地震の多い日本では、地盤の強弱は安全な家を建てるための大切なポイントの一つ!
そのため、新築時には地盤調査で地盤の状態を調べ、地盤が弱ければ地盤改良工事などを行う必要があります。
今回のコラムでは、新築時に行う地盤調査について解説。
地盤調査の目的や調査方法、地盤調査報告書でチェックすべき点などをご紹介します。
地盤が弱い場合に行う地盤改良工事の種類もお伝えしますので、ぜひ知っておいてくださいね。
目次
新築で行う地盤調査とは?
地盤調査とは、建物の建築前に行う、地盤の状態を確認する調査です。
地盤の弱い土地に建物を建てると、建物の重さで地盤沈下や建物の傾きが起こったり、地震の際に被害が大きくなったりしてしまいます。
地盤調査で地盤の状態を確認し、必要に応じて地盤改良工事を行うことで、長く安全に暮らせる家が建てられるのです。

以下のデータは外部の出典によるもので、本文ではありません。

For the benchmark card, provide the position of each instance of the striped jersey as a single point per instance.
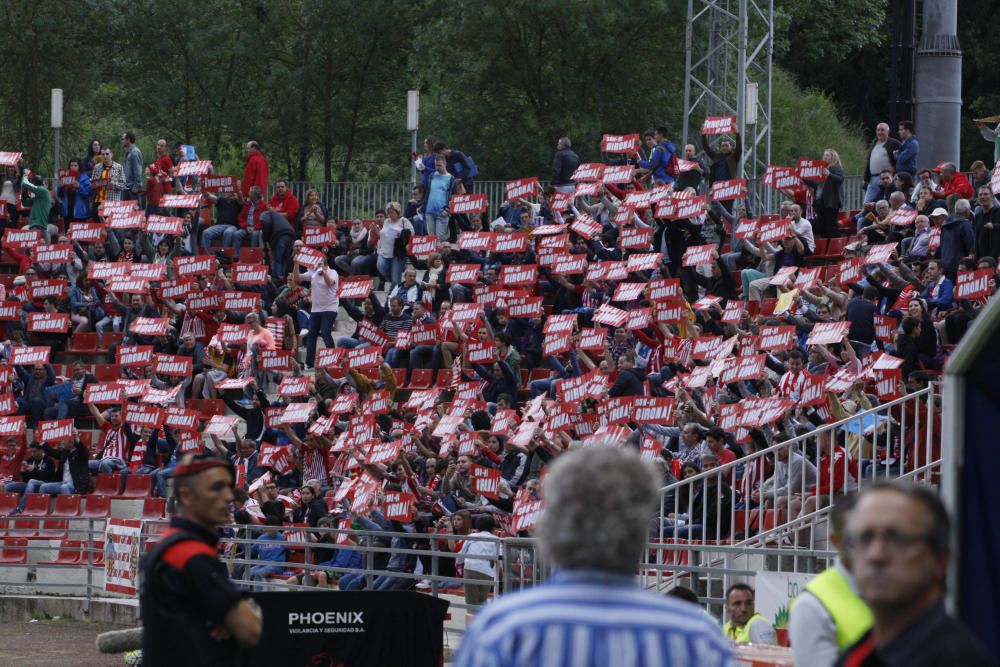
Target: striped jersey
(592, 618)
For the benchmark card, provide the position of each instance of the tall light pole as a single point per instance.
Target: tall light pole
(412, 124)
(56, 122)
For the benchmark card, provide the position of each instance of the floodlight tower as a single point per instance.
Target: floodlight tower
(729, 45)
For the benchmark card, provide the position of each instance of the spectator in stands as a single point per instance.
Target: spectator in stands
(133, 167)
(596, 575)
(116, 440)
(564, 163)
(255, 172)
(745, 624)
(952, 182)
(325, 284)
(270, 547)
(898, 542)
(909, 148)
(436, 204)
(481, 543)
(72, 457)
(881, 158)
(986, 223)
(829, 195)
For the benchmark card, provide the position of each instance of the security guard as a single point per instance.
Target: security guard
(745, 625)
(829, 616)
(192, 614)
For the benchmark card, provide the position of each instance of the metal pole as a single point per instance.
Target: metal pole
(58, 160)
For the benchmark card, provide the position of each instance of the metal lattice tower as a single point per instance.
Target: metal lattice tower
(728, 49)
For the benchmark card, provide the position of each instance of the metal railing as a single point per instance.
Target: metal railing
(738, 505)
(351, 199)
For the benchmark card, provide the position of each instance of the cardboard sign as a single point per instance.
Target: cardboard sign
(734, 312)
(182, 419)
(974, 284)
(60, 253)
(163, 224)
(250, 274)
(138, 415)
(48, 322)
(86, 232)
(466, 204)
(476, 241)
(195, 265)
(618, 174)
(902, 217)
(28, 356)
(735, 188)
(620, 143)
(521, 188)
(52, 432)
(885, 327)
(150, 326)
(736, 369)
(171, 364)
(880, 254)
(294, 386)
(588, 172)
(481, 352)
(463, 274)
(21, 238)
(127, 220)
(635, 238)
(777, 338)
(828, 333)
(241, 302)
(699, 255)
(226, 184)
(486, 481)
(811, 170)
(181, 201)
(178, 289)
(719, 125)
(510, 243)
(421, 246)
(220, 425)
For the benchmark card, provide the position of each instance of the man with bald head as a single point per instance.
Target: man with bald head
(881, 157)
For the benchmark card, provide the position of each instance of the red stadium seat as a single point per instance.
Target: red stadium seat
(108, 484)
(67, 504)
(70, 553)
(98, 507)
(35, 504)
(54, 529)
(153, 508)
(8, 502)
(15, 551)
(137, 486)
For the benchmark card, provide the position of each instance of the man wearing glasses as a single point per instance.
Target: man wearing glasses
(107, 179)
(897, 542)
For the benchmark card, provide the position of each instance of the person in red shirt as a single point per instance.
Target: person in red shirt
(255, 171)
(284, 202)
(953, 182)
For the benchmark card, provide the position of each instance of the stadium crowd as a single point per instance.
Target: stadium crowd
(645, 298)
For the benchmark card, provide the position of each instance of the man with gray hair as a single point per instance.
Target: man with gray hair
(958, 239)
(564, 163)
(593, 530)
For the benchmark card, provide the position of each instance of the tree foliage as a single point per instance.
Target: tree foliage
(322, 83)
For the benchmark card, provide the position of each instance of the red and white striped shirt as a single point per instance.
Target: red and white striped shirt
(114, 442)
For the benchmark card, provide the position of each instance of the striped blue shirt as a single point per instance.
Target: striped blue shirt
(584, 618)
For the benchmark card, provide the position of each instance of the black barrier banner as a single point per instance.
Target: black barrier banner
(349, 629)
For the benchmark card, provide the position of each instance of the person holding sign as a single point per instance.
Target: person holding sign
(188, 604)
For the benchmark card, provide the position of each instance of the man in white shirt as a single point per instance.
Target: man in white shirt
(482, 544)
(323, 317)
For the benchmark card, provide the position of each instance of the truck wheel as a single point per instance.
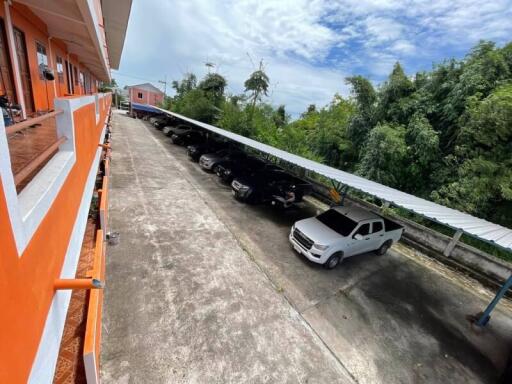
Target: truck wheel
(333, 261)
(383, 248)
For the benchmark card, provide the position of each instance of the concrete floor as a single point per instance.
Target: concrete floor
(202, 288)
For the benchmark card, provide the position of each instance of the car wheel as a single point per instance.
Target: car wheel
(334, 261)
(383, 248)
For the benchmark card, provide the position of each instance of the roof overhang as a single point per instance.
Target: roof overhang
(474, 226)
(116, 14)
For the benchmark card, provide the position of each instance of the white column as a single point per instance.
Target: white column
(53, 67)
(14, 60)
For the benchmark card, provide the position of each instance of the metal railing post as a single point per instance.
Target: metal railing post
(486, 316)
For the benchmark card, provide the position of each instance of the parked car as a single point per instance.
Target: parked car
(164, 121)
(195, 151)
(187, 137)
(209, 161)
(273, 186)
(170, 129)
(343, 232)
(229, 170)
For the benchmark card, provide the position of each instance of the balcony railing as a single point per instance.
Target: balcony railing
(32, 143)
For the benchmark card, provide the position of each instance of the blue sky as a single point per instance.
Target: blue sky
(308, 47)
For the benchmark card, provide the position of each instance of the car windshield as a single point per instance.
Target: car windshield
(337, 222)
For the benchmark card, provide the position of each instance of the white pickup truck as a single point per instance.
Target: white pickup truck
(342, 232)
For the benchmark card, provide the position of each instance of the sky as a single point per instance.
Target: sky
(308, 48)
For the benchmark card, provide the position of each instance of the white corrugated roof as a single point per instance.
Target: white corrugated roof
(474, 226)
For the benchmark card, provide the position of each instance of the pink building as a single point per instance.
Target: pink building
(145, 94)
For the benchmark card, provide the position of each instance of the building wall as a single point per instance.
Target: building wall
(151, 98)
(34, 31)
(27, 282)
(30, 322)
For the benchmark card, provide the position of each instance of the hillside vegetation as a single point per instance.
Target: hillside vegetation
(445, 135)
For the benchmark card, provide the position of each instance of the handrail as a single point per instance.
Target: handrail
(92, 339)
(29, 122)
(37, 161)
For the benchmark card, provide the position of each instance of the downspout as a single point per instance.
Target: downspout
(52, 65)
(14, 59)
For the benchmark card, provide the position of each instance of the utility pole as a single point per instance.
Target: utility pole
(164, 82)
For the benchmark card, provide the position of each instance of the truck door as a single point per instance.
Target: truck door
(376, 237)
(360, 246)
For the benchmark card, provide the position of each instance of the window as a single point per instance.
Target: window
(363, 230)
(337, 222)
(42, 59)
(377, 227)
(60, 69)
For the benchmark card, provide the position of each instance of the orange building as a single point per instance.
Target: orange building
(54, 161)
(146, 94)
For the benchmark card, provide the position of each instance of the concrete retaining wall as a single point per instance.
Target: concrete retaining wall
(479, 264)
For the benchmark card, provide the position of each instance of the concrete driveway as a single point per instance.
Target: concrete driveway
(203, 288)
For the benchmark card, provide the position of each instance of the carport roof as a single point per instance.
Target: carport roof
(474, 226)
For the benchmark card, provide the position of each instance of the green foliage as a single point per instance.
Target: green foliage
(196, 104)
(213, 84)
(384, 155)
(444, 135)
(483, 182)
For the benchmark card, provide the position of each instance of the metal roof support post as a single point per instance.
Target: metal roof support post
(486, 316)
(455, 239)
(344, 194)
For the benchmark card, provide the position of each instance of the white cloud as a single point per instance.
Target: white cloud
(308, 46)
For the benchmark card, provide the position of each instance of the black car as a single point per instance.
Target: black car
(195, 151)
(209, 161)
(187, 137)
(164, 121)
(228, 170)
(171, 130)
(274, 186)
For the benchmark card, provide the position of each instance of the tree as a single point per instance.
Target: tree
(384, 156)
(363, 121)
(214, 85)
(188, 83)
(393, 103)
(483, 182)
(424, 154)
(257, 84)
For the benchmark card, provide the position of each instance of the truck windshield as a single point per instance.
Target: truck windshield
(337, 222)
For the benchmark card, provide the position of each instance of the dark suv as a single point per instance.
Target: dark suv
(195, 151)
(273, 186)
(229, 170)
(191, 136)
(210, 161)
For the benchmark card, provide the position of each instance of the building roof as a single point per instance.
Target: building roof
(146, 86)
(116, 14)
(474, 226)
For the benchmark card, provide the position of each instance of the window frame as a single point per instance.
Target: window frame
(59, 63)
(44, 56)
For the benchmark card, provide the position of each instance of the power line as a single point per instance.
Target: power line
(135, 77)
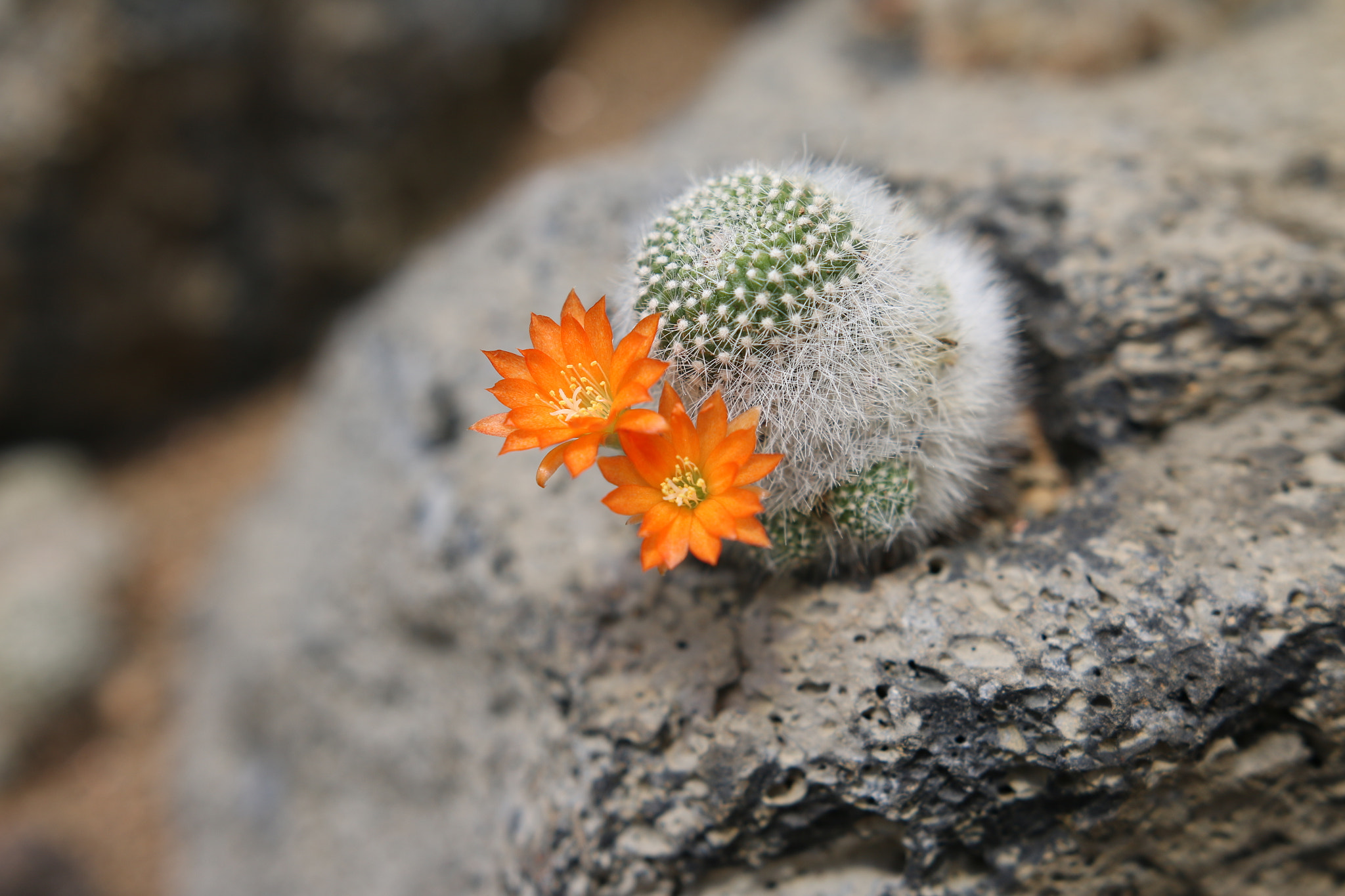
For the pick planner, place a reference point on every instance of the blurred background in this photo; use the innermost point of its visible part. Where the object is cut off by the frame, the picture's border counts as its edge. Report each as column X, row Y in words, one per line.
column 190, row 191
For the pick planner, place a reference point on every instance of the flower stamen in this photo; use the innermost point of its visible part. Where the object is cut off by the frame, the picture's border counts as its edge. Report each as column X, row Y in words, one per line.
column 686, row 486
column 591, row 396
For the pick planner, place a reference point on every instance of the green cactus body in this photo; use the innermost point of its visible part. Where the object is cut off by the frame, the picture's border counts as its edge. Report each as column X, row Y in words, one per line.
column 877, row 349
column 875, row 504
column 738, row 268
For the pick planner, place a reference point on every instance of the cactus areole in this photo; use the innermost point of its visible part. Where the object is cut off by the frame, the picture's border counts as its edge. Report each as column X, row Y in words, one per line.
column 879, row 349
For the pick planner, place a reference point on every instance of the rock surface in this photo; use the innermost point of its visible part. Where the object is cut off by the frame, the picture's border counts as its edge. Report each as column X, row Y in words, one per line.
column 417, row 673
column 190, row 188
column 62, row 554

地盤調査の実施は、建築基準法施行令第93条で義務付けられています。
地盤調査を行うタイミングは家を建てる前です。
地盤調査を行なっていないと、施工会社が住宅瑕疵担保責任保険に加入することができず、工事の着工ができません。
瑕疵担保責任保険とは、住宅の施工後に判明した不具合の補修などに備えるための保険です。
新築時はもちろん、家の建て替えでも元の家を解体したあとに地盤調査を行います。
これから長く暮らす家を建てる土地の購入ですから、しっかりと確認をして不安がない状態で進めたいものです。
地震に強い家づくりには、建物の構造はもちろんですが、地盤の強さも重要です。
こちらのコラムでも耐震性の高い家づくりのポイントについて詳しくご紹介していますので、ぜひご覧ください。
新築時の地盤調査の方法
新築時に行う地盤調査は、主に「SWS試験」「ボーリング調査」の2種類があります。
それぞれの調査方法についてご紹介します。
SWS試験(旧スウェーデン式サウンディング試験)
先端がスクリュー状になった棒に重りを付け、地面へ回転貫入させて、その回転数や重量から地盤の強度を調べる方法です。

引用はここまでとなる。